Modelling Physical Injury To Vehicle Inhabitants – Test Methodologies And Occupant Survivability Design Requirements
Free (open access)
353 - 364
L. A. Young & T. J. Walilko
For thirty-five years the automotive safety community has been collecting event data, performing tests and applying numerical modelling methods with the single objective of reducing injuries and fatalities caused by motor vehicle crashes.

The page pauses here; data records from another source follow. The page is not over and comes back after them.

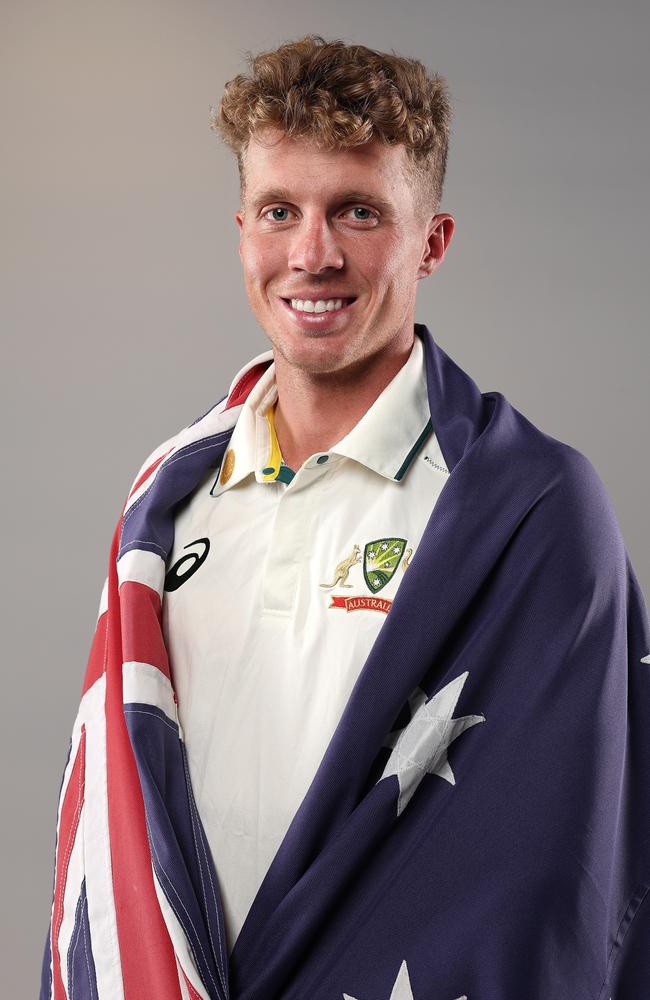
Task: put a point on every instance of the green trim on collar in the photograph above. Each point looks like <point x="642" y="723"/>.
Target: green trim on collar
<point x="285" y="474"/>
<point x="411" y="455"/>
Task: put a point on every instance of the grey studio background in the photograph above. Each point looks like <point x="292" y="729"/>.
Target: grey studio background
<point x="124" y="314"/>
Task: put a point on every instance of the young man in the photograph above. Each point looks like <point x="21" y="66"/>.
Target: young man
<point x="365" y="714"/>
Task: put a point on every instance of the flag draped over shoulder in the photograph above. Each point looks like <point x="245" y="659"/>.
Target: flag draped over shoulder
<point x="479" y="826"/>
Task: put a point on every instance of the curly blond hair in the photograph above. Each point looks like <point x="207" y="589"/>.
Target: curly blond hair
<point x="341" y="96"/>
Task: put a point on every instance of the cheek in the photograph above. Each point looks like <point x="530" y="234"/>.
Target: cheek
<point x="259" y="262"/>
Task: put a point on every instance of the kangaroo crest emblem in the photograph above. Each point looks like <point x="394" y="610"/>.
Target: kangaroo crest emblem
<point x="380" y="560"/>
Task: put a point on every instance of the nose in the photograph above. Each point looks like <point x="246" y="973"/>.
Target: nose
<point x="314" y="247"/>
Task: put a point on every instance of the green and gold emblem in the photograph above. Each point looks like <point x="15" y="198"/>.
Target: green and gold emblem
<point x="380" y="560"/>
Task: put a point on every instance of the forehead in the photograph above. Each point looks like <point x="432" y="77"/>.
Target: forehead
<point x="299" y="164"/>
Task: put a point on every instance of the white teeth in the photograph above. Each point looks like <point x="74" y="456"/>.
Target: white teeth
<point x="321" y="305"/>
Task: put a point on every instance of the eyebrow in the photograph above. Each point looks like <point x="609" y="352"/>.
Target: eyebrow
<point x="283" y="194"/>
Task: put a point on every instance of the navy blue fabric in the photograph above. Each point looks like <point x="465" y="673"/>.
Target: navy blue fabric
<point x="527" y="875"/>
<point x="82" y="979"/>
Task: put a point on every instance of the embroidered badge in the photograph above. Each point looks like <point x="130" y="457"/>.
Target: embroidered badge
<point x="380" y="560"/>
<point x="401" y="987"/>
<point x="343" y="568"/>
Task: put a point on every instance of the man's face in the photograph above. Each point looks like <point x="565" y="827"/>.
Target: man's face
<point x="324" y="225"/>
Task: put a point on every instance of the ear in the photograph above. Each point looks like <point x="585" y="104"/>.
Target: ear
<point x="438" y="237"/>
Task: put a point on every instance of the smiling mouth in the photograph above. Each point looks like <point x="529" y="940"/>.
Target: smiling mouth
<point x="316" y="312"/>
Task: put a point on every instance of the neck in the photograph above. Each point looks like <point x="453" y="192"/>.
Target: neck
<point x="315" y="410"/>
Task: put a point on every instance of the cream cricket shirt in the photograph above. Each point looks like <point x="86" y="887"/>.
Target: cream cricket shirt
<point x="277" y="585"/>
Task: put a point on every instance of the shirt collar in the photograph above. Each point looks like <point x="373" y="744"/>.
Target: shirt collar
<point x="385" y="439"/>
<point x="390" y="432"/>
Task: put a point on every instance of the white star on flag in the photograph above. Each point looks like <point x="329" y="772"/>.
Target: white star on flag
<point x="402" y="986"/>
<point x="421" y="747"/>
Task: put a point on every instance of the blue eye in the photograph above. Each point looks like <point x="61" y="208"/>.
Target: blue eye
<point x="278" y="209"/>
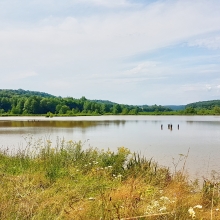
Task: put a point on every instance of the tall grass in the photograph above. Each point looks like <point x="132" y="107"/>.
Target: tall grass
<point x="65" y="181"/>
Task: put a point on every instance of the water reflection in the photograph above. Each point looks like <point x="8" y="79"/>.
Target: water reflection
<point x="138" y="133"/>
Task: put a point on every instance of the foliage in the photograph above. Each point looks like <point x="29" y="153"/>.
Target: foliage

These efforts have resulted in countless design modifications that have increased the crashworthiness of automobiles worldwide, reducing fatalities by almost 70% and saving an estimated 1.9 million lives in the United States alone since 1965. As military and civilian armoured vehicle designers seek to improve occupant survivability, they must build upon these life-saving technologies to produce vehicles that are not only \“crashworthy,” but also \“blast-worthy.” This paper describes a methodology for providing quantitative, objective blast-mitigating vehicle design requirements, then offers test methods and injury criteria that can be used to evaluate the effectiveness of a vehicle at satisfying these requirements. Existing anthropomorphic test devices and associated injury criteria are discussed in terms of their applicability in a blast environment, and for high-risk test conditions, ruggedized and more cost-effective alternatives to anthropomorphic test devices are offered. Keywords: vehicle safety, occupant survivability, testing, explosions.